Ballpark paid attendance last season was 326,066, an average of 4,940 over 66 game dates, down from 346,635 and 5,416 for 64 games dates in2009, according to the Travelers.

The first two seasons drew paid attendance of 5,571 and 5,559 average per game. The organization didn’t supply figures requested for actual attendance.

Actual attendance - the number of people through the gates, always lower than tickets sold at a sports venue - was 2,662 per game in 2010, a drop from 3,087 in 2009, according to city figures received from the Travelers.

The paid averages are about 2,000 more than what games at Little Rock’s Ray WinderField drew. The increase is also about twice what a 2005 marketing study for the ballpark projected.

“Everybody told us that the first two years would be our biggest,” Smith said. “Our second two years weren’t shabby either.

“It’s such a wonderful venue, I don’t see [attendance] changing as drastically as it does for some minor-league teams after a three- to four year grace period,” Smith said. (Dickey-Stephens Park was chosen Ballpark of the Year for 2007 by baseballparks.com, a national website.)

‘BIG WET BLANKET’

What hasn’t happened as a result of building the stadium is other nearby development. Some preliminary ideas touted condominiums and office space around the ballpark, with more condos, restaurants and shops spreading out, mostly to the ballpark’s west.

The subsequent downturn in the economy became “a big wet blanket,” Hays said, on many plans, while unrelated factors scuttled other opportunities.

“To me, it’s not a matter of if, it’s just a matter of when,” Hays said of development west of the ballpark. “Hopefully, the economy is coming back and those kind of things will be back on the front burner.”

Just before construction started in 2006, the North Little Rock City Council approved an agreement with Warren Stephens, the Little Rock financier who donated the property for the ballpark next to the Broadway Bridge, to forgo additions immediately adjacent to the stadium.
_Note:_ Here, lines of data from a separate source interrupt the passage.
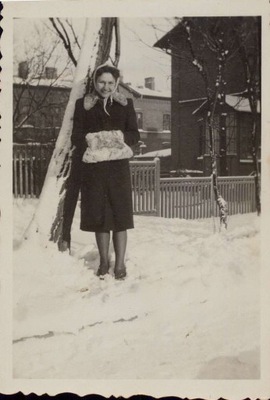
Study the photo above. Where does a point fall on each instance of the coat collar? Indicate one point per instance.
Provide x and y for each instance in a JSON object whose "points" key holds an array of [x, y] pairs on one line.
{"points": [[91, 99]]}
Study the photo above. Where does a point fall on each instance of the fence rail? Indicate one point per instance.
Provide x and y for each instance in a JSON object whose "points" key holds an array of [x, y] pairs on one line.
{"points": [[188, 198], [30, 163]]}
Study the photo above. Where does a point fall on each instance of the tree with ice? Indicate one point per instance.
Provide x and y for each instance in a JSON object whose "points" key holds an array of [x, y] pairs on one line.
{"points": [[48, 218]]}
Stipulations in the city’s acceptance of the ballpark property included that 7 acres on the bridge side of the ballpark would be reserved for parking and that Stephens and the city must agree to any future changes.

“There was talk of putting a high-rise past center field and a business section along the left-field side,” recalled Terry Hartwick, president of the North Little Rock Chamber of Commerce. “It was decided though to leave it all as a ball field. And I’m glad it’s all ballpark, I really am.”

Development of about 6 acres of riverfront property further to the ballpark’s west stalled because of the length of time to approve and relocate several electric power lines to the other side of Riverfront Drive.

Moving of the poles began recently, and city officials have said they hope it will lead to the property’s sale and development. The property is being marketed nationwide.

“Hopefully, we’ll be through with that relocation in mid-May, and it will be 100 percent ready for sale and redevelopment,” Smith said.